It is possible that some regions of the brain differentiated between the experimental blocks in terms of the patterns of activity across groups of voxels rather than in an overall change in activity. To investigate this theory, we performed three RSA (Supporting Information). The first RSA investigated whether any voxels exhibited a consistent pattern of activity during the experimental blocks versus the IBIs (Fig. S1A). The analysis revealed widespread regions of the visual cortex, which suggests these regions are representing the task stimuli despite not showing an overall increase in activity while performing the task (Fig. 3 A and B, Fig. S2 A and B, and Table S1).

Fig. 3.

RSA analyses of experimental blocks and color metric differences. Whole-brain “searchlight” analyses were carried out where the similarity in the pattern BOLD signal across 257 voxels in a moving sphere were compared against different phases of the experiment. The voxel at the center of the sphere was assigned the t-statistic for the comparison. (A) Brain regions where the similarity in patterns of BOLD signal was higher during experimental blocks than during IBIs, centered on the peak voxel showing the effect (P < 0.001 uncorrected). The colorbar represents the value of the t-statistic. (B) Bar graph showing the mean correlations between the experimental blocks and the interbloc intervals for the peak voxel identified in A, averaged across all participants (error bars show SEMs). Note that this is for illustrative purposes and does not represent an independent analysis. (C) Brain regions where the similarity in patterns of activations was greater during blocks with small rather than medium hue difference (color metric effect), centered on the peak voxel showing the effect (P < 0.001 uncorrected). The colored bar represents the value of the t-statistic. (D) Bar graph showing the mean correlations between blocks with small hue difference versus small and medium hue difference (error bars show SEMs). Note that this is for illustrative purposes and does not represent an independent analysis.

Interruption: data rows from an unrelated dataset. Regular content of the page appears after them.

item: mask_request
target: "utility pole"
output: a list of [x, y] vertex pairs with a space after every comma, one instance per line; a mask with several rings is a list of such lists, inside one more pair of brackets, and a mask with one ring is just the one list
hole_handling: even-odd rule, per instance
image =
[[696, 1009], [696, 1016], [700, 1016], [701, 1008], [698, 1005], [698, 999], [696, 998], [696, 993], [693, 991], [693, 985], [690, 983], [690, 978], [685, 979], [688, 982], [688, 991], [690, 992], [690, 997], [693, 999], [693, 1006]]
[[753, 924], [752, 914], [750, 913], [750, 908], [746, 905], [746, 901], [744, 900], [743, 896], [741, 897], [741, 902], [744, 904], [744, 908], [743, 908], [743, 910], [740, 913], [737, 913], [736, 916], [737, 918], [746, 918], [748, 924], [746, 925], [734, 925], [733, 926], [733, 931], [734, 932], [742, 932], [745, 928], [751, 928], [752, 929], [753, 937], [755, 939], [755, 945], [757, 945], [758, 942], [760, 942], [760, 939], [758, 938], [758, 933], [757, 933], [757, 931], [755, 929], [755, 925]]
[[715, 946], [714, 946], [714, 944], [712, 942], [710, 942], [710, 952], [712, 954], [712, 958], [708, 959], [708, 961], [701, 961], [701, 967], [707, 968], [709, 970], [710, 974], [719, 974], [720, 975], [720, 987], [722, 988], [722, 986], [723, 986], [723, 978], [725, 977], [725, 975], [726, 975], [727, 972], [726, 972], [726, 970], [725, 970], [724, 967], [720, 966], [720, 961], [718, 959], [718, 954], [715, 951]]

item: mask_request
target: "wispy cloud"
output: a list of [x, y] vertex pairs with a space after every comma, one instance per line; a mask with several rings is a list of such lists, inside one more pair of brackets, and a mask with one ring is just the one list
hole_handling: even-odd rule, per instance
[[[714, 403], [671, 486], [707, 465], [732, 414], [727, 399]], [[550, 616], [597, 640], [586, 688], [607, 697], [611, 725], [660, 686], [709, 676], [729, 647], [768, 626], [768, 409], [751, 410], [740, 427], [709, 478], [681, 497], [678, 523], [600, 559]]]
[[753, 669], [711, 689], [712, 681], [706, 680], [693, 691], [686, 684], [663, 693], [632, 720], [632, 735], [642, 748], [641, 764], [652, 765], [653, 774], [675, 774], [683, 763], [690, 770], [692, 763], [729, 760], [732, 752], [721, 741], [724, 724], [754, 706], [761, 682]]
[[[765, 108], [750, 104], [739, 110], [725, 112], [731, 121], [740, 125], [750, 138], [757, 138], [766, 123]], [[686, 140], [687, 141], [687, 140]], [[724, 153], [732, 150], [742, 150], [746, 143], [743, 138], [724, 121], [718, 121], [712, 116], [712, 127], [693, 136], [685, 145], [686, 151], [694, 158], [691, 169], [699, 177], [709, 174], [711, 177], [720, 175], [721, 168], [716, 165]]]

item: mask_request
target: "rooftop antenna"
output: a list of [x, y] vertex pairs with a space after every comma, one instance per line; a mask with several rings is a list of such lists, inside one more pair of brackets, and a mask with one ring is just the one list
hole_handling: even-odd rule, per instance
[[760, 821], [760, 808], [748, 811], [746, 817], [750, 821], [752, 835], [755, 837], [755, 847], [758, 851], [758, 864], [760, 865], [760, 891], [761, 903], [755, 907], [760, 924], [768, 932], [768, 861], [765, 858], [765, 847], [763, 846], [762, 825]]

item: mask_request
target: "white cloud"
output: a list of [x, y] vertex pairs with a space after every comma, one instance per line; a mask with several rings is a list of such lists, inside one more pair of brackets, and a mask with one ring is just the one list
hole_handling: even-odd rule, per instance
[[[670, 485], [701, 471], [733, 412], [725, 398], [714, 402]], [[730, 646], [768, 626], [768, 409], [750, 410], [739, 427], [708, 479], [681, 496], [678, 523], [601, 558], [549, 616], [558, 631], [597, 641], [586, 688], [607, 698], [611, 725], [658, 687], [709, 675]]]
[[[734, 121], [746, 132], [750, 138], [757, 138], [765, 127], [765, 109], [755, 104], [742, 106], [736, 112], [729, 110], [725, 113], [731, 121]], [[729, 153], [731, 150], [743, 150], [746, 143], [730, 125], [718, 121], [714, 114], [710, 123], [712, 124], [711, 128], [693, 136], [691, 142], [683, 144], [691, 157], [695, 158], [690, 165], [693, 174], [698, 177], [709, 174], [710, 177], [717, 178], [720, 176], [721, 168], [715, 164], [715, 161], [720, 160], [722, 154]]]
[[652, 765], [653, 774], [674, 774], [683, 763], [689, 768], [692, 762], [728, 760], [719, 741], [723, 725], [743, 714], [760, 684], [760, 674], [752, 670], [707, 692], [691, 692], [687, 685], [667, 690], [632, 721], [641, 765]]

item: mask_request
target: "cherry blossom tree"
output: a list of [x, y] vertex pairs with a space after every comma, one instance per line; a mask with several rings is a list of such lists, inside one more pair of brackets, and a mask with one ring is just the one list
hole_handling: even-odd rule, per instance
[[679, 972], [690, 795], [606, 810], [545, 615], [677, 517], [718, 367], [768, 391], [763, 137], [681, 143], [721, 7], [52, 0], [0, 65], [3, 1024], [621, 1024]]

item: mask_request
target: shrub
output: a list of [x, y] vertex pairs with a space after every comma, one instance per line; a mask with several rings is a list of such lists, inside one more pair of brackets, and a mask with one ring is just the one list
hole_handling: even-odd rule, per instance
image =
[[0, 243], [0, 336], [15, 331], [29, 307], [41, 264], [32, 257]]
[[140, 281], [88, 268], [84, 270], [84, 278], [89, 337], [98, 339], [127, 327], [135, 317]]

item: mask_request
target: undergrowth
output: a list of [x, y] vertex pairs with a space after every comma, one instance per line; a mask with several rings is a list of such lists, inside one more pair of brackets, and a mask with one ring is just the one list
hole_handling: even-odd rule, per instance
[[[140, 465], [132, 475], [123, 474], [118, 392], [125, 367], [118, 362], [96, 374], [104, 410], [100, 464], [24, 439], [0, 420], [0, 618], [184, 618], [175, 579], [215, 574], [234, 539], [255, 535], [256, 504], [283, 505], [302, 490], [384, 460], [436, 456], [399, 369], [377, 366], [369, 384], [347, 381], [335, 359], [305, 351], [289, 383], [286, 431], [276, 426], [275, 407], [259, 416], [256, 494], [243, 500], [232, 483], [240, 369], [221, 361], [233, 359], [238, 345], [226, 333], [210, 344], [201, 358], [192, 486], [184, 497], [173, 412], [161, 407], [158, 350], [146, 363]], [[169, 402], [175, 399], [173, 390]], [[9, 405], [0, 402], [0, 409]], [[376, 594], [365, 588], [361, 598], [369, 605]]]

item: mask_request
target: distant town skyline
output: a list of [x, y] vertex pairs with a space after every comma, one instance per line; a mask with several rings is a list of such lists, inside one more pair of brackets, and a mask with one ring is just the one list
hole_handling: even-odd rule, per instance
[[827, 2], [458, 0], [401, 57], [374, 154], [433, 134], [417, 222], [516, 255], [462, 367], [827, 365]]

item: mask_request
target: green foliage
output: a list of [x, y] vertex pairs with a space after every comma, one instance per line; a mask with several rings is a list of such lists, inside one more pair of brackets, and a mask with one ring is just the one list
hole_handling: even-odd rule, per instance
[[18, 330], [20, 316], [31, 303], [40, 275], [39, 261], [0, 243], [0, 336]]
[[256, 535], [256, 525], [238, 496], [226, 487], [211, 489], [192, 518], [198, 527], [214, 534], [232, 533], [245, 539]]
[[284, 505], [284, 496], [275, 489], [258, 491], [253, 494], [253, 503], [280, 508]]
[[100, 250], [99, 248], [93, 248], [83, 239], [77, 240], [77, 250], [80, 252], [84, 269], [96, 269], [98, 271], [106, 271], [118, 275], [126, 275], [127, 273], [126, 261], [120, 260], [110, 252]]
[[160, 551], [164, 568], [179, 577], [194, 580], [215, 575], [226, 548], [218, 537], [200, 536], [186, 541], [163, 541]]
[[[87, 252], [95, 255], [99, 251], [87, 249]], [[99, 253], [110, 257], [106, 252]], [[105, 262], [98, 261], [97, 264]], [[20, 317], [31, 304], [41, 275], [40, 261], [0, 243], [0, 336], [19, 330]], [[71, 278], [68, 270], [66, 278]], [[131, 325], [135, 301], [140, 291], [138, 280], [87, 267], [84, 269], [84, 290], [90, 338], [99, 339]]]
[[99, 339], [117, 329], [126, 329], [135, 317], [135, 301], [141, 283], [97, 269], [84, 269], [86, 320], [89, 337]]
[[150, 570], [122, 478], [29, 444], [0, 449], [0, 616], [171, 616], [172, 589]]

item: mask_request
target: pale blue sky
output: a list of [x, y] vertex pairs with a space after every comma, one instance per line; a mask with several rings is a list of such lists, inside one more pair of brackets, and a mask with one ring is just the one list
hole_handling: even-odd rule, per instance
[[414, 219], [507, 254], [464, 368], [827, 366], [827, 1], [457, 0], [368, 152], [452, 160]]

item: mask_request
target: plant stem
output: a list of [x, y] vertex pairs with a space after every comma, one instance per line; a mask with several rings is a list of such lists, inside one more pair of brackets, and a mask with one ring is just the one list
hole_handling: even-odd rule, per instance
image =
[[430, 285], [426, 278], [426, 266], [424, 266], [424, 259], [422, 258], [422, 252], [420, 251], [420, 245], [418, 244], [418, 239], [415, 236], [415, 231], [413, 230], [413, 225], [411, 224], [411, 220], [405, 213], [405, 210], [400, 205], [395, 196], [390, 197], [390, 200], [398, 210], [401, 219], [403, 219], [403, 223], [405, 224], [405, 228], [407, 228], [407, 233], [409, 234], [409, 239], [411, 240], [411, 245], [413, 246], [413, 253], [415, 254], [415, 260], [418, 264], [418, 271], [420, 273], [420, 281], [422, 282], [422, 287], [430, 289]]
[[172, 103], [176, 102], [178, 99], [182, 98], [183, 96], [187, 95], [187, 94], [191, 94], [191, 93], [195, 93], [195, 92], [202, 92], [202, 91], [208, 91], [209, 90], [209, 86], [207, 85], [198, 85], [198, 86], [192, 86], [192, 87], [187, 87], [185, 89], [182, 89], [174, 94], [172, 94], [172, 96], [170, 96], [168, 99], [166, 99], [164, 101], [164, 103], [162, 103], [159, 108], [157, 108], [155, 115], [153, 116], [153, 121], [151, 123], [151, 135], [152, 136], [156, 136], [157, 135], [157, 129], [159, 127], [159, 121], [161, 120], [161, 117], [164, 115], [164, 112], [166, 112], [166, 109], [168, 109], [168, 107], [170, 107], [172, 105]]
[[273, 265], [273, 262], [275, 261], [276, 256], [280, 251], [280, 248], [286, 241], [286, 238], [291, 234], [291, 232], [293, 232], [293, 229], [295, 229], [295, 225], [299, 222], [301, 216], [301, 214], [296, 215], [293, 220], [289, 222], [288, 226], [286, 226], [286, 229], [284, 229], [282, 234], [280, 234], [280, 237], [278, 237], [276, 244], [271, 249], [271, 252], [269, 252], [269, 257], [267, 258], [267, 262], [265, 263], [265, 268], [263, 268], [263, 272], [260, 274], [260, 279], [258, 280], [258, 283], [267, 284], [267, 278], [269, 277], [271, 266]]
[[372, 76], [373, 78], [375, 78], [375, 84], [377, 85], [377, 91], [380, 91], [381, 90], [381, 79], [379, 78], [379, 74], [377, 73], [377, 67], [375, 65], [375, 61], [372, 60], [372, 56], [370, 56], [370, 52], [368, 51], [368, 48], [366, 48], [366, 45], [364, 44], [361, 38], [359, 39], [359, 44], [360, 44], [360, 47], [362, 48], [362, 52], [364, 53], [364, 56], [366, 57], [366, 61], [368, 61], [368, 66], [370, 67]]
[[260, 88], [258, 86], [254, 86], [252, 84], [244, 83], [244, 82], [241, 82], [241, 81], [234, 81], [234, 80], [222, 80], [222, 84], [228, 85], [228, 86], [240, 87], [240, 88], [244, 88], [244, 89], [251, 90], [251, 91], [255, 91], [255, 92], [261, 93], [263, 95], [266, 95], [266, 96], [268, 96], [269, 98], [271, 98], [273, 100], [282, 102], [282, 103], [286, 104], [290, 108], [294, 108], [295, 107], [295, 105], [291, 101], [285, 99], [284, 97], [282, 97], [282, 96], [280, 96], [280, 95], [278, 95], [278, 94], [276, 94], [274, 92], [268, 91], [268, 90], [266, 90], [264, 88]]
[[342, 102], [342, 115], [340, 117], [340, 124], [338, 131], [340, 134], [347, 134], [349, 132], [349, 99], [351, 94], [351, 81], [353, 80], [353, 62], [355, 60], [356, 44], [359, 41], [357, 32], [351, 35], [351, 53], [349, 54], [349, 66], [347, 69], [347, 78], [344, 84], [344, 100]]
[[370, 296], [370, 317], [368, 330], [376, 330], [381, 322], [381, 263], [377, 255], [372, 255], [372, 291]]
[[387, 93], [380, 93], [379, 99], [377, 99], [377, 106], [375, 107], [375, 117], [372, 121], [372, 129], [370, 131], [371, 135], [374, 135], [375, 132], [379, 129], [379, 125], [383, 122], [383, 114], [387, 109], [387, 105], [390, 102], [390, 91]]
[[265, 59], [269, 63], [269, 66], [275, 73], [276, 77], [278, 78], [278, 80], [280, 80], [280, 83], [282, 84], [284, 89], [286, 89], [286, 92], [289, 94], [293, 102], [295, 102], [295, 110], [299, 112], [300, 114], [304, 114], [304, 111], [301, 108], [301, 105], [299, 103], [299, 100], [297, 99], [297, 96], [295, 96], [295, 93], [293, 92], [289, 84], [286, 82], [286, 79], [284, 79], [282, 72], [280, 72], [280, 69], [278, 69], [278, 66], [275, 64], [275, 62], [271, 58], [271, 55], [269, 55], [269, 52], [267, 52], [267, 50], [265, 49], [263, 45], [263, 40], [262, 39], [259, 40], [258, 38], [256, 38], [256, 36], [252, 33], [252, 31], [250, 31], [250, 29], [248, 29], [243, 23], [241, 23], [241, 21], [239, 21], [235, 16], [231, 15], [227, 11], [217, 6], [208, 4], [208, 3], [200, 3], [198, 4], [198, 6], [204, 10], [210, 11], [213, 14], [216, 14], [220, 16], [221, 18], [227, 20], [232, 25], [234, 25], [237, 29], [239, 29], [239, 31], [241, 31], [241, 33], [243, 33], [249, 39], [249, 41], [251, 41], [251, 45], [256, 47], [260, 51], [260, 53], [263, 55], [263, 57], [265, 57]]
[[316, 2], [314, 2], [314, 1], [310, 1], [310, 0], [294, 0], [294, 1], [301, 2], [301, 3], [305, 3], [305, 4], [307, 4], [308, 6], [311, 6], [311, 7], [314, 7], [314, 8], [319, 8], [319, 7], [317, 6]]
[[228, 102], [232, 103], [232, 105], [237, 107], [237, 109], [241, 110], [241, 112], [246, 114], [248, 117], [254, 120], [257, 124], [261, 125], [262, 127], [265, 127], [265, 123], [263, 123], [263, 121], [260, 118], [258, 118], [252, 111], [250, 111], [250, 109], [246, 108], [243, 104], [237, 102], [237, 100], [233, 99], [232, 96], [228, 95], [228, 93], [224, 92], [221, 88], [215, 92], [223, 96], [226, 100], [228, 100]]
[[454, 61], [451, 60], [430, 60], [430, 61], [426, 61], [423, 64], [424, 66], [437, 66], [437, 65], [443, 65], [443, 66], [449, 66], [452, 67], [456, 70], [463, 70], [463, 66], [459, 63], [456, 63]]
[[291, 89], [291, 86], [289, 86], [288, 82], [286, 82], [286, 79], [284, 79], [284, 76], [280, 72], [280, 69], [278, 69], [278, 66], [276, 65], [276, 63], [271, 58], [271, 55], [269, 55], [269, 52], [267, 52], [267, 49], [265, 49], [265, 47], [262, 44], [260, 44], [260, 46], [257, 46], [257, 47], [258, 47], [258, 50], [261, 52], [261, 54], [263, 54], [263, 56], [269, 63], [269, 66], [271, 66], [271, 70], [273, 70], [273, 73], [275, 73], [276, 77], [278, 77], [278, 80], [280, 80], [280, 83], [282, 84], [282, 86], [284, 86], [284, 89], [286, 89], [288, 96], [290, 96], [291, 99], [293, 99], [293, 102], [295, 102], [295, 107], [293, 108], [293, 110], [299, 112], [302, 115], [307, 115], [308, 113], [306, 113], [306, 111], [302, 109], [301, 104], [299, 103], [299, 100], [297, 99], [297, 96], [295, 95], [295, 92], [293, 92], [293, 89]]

The second analysis investigated whether the patterns of activity correlated more strongly between experimental blocks containing color pairs from the same category (“blue” blocks correlated with other “blue” blocks) versus from different categories (“blue” blocks correlated with “blue and green” blocks), while controlling for differences in the size of hue difference (Fig. S1B). No regions showed this effect. In the third RSA analysis we investigated whether the patterns of activity correlated more strongly between experimental blocks containing color pairs separated by a small hue difference versus a medium hue difference, while controlling for differences in color category (Fig. S1C). Three regions showed this effect (Fig. 3 C and D, Fig. S2 C and D, and Table S1). One of these regions, comprising 56 voxels, was in the visual cortex, and 14 of these voxels overlapped with the large visual cortical region that was identified in the first RSA analysis of the experimental trials versus IBIs. The regions identified in this third analysis are sensitive to the size of the hue difference, not in terms of an overall increase in activity, but in the pattern of activity across groups of voxels.

Additional Analysis of Four Extra Participants.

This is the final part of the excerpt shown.